In some respects, but only in some, South America, freed from the Spaniard, resembled the ancient Britain deprived of its Roman rulers and garrison. It is true that the Spanish army had been forced, struggling, from the Continent by means of battle and blood, and that the Roman legions had left the coasts of Britain amid the lamentations of the natives. One thing, however, is quite certain, that neither race was prepared to govern itself. Washington was duplicated in the south by Bolivar and San Martin, but the influence of Bolivar and San Martin died very shortly after the dramatic events in which they took part.

It would be more correct, perhaps, to say that this influence was overlooked for the time being and forgotten, since, those periods of all-absorbing anarchy notwithstanding, the influence of Bolivar and San Martin has manifested itself strongly from time to time during every generation which has succeeded.

That the age of petty and local tyrants should have followed so closely on the skirts of the great national and Continental revolution was inevitable in the circumstances. Spanish South America was Royalist by custom and tradition.

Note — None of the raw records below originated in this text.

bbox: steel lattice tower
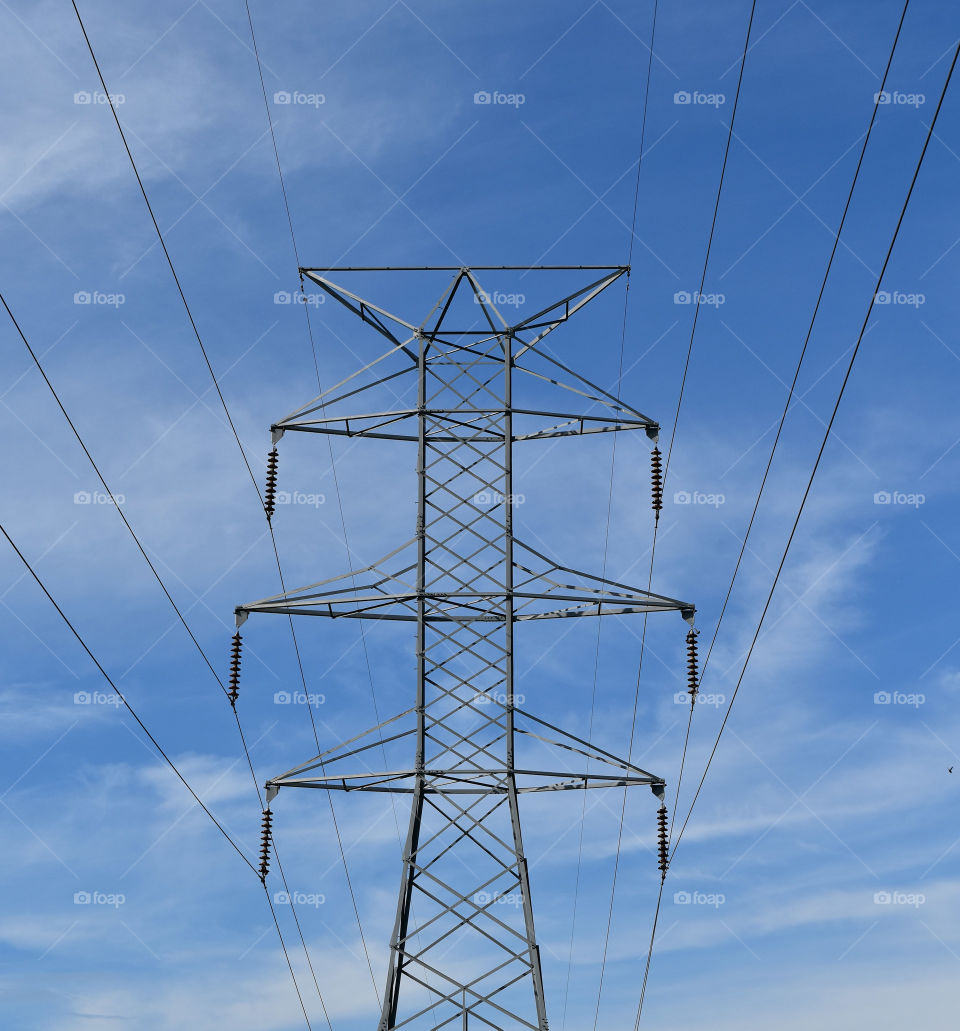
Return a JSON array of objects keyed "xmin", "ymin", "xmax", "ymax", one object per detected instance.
[{"xmin": 236, "ymin": 266, "xmax": 694, "ymax": 1031}]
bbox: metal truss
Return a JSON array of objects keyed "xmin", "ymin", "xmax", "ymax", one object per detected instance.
[{"xmin": 237, "ymin": 266, "xmax": 695, "ymax": 1030}]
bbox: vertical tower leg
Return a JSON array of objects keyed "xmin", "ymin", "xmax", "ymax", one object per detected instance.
[{"xmin": 381, "ymin": 784, "xmax": 425, "ymax": 1030}]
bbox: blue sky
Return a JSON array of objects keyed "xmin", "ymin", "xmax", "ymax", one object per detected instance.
[{"xmin": 1, "ymin": 0, "xmax": 959, "ymax": 1028}]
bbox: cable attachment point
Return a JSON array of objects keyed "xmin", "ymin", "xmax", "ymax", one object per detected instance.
[
  {"xmin": 227, "ymin": 632, "xmax": 242, "ymax": 706},
  {"xmin": 259, "ymin": 808, "xmax": 273, "ymax": 882},
  {"xmin": 264, "ymin": 447, "xmax": 279, "ymax": 520},
  {"xmin": 657, "ymin": 804, "xmax": 669, "ymax": 878},
  {"xmin": 685, "ymin": 628, "xmax": 700, "ymax": 702},
  {"xmin": 650, "ymin": 447, "xmax": 663, "ymax": 515}
]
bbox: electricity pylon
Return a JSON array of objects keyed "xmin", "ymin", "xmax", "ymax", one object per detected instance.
[{"xmin": 236, "ymin": 266, "xmax": 695, "ymax": 1031}]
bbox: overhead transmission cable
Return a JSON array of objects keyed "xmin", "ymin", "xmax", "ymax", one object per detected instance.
[
  {"xmin": 590, "ymin": 2, "xmax": 758, "ymax": 1027},
  {"xmin": 672, "ymin": 0, "xmax": 912, "ymax": 836},
  {"xmin": 636, "ymin": 13, "xmax": 956, "ymax": 1029},
  {"xmin": 0, "ymin": 519, "xmax": 319, "ymax": 1029},
  {"xmin": 1, "ymin": 285, "xmax": 328, "ymax": 1028},
  {"xmin": 242, "ymin": 0, "xmax": 405, "ymax": 1009},
  {"xmin": 67, "ymin": 2, "xmax": 341, "ymax": 1022},
  {"xmin": 670, "ymin": 28, "xmax": 959, "ymax": 866},
  {"xmin": 559, "ymin": 3, "xmax": 660, "ymax": 1028}
]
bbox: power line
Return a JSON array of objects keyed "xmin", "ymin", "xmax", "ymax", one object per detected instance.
[
  {"xmin": 0, "ymin": 519, "xmax": 258, "ymax": 876},
  {"xmin": 670, "ymin": 30, "xmax": 960, "ymax": 865},
  {"xmin": 0, "ymin": 290, "xmax": 231, "ymax": 697},
  {"xmin": 661, "ymin": 0, "xmax": 758, "ymax": 484},
  {"xmin": 675, "ymin": 0, "xmax": 912, "ymax": 833},
  {"xmin": 560, "ymin": 4, "xmax": 661, "ymax": 1028},
  {"xmin": 67, "ymin": 5, "xmax": 337, "ymax": 1021},
  {"xmin": 242, "ymin": 2, "xmax": 392, "ymax": 1007},
  {"xmin": 590, "ymin": 2, "xmax": 759, "ymax": 1025},
  {"xmin": 633, "ymin": 7, "xmax": 935, "ymax": 1025},
  {"xmin": 70, "ymin": 0, "xmax": 264, "ymax": 503},
  {"xmin": 2, "ymin": 283, "xmax": 326, "ymax": 1026}
]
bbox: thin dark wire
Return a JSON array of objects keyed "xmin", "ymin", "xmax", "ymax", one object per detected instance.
[
  {"xmin": 632, "ymin": 8, "xmax": 926, "ymax": 1023},
  {"xmin": 0, "ymin": 289, "xmax": 229, "ymax": 697},
  {"xmin": 241, "ymin": 0, "xmax": 322, "ymax": 387},
  {"xmin": 591, "ymin": 4, "xmax": 758, "ymax": 1027},
  {"xmin": 264, "ymin": 883, "xmax": 314, "ymax": 1031},
  {"xmin": 268, "ymin": 531, "xmax": 383, "ymax": 1007},
  {"xmin": 0, "ymin": 520, "xmax": 257, "ymax": 876},
  {"xmin": 271, "ymin": 846, "xmax": 336, "ymax": 1031},
  {"xmin": 661, "ymin": 0, "xmax": 758, "ymax": 484},
  {"xmin": 5, "ymin": 284, "xmax": 334, "ymax": 1031},
  {"xmin": 632, "ymin": 884, "xmax": 663, "ymax": 1031},
  {"xmin": 71, "ymin": 0, "xmax": 263, "ymax": 505},
  {"xmin": 561, "ymin": 3, "xmax": 660, "ymax": 1028},
  {"xmin": 673, "ymin": 0, "xmax": 912, "ymax": 842},
  {"xmin": 69, "ymin": 5, "xmax": 330, "ymax": 1021},
  {"xmin": 670, "ymin": 34, "xmax": 959, "ymax": 862},
  {"xmin": 243, "ymin": 2, "xmax": 390, "ymax": 1007}
]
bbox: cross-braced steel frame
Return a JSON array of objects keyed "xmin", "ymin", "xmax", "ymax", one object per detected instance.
[{"xmin": 236, "ymin": 266, "xmax": 695, "ymax": 1031}]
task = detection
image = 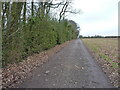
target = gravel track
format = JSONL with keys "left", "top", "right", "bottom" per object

{"left": 17, "top": 39, "right": 114, "bottom": 88}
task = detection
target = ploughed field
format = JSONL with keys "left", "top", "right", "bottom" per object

{"left": 82, "top": 38, "right": 118, "bottom": 87}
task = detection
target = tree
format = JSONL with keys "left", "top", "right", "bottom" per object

{"left": 2, "top": 1, "right": 80, "bottom": 67}
{"left": 23, "top": 2, "right": 26, "bottom": 22}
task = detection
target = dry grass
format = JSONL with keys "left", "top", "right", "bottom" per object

{"left": 82, "top": 38, "right": 118, "bottom": 87}
{"left": 82, "top": 38, "right": 118, "bottom": 68}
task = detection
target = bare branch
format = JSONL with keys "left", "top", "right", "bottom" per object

{"left": 65, "top": 10, "right": 80, "bottom": 14}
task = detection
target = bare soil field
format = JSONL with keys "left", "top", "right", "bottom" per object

{"left": 82, "top": 38, "right": 118, "bottom": 87}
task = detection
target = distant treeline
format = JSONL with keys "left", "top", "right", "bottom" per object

{"left": 79, "top": 35, "right": 119, "bottom": 38}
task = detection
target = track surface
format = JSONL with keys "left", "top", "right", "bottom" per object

{"left": 18, "top": 39, "right": 114, "bottom": 88}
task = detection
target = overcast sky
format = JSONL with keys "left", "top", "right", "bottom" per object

{"left": 68, "top": 0, "right": 119, "bottom": 36}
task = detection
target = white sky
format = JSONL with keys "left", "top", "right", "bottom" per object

{"left": 68, "top": 0, "right": 119, "bottom": 36}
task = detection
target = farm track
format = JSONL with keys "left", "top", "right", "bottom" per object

{"left": 17, "top": 39, "right": 114, "bottom": 88}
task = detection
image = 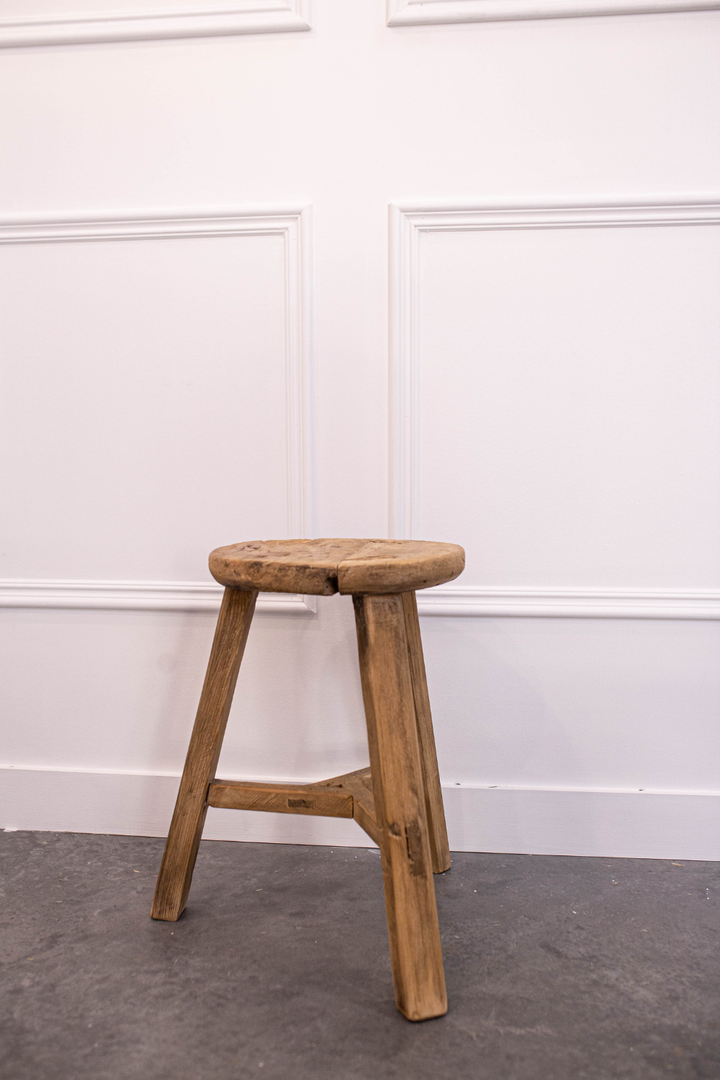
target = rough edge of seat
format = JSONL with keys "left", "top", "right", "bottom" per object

{"left": 337, "top": 544, "right": 464, "bottom": 595}
{"left": 209, "top": 540, "right": 345, "bottom": 594}
{"left": 208, "top": 539, "right": 465, "bottom": 596}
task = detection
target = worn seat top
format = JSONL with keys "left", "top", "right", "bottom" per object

{"left": 209, "top": 538, "right": 465, "bottom": 596}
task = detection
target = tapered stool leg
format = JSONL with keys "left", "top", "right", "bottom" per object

{"left": 353, "top": 593, "right": 447, "bottom": 1021}
{"left": 151, "top": 587, "right": 258, "bottom": 922}
{"left": 401, "top": 591, "right": 451, "bottom": 874}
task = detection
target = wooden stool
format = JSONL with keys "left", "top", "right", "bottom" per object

{"left": 151, "top": 538, "right": 465, "bottom": 1021}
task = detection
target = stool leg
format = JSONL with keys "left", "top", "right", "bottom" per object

Whatever the nations might in the first instance term themselves, their inhabitants were bound by these very traditions and instincts to find some leader whom they could put in the place of the once revered, but never seen, monarch.

Thus the rather curious circumstance arose that South America flung off the Spanish dominion (which during its last decade had grown by comparison with the past considerate and beneficent), in order to replace it by the far more tyrannical Governors of their own creation. It was doubtless the fact that these despots who ruled so unmercifully over the South Americans were men of their own race and country that tended to reconcile the private citizens to the very real perils and oppressions which they now had to endure. The social upheaval had been such that, although many of these caudillos or despotic chieftains were descended from aristocratic Spanish colonial families, others were mere children of opportunity, whose ancestry and origin could bear no comparison with their feats, dark though these latter may have been.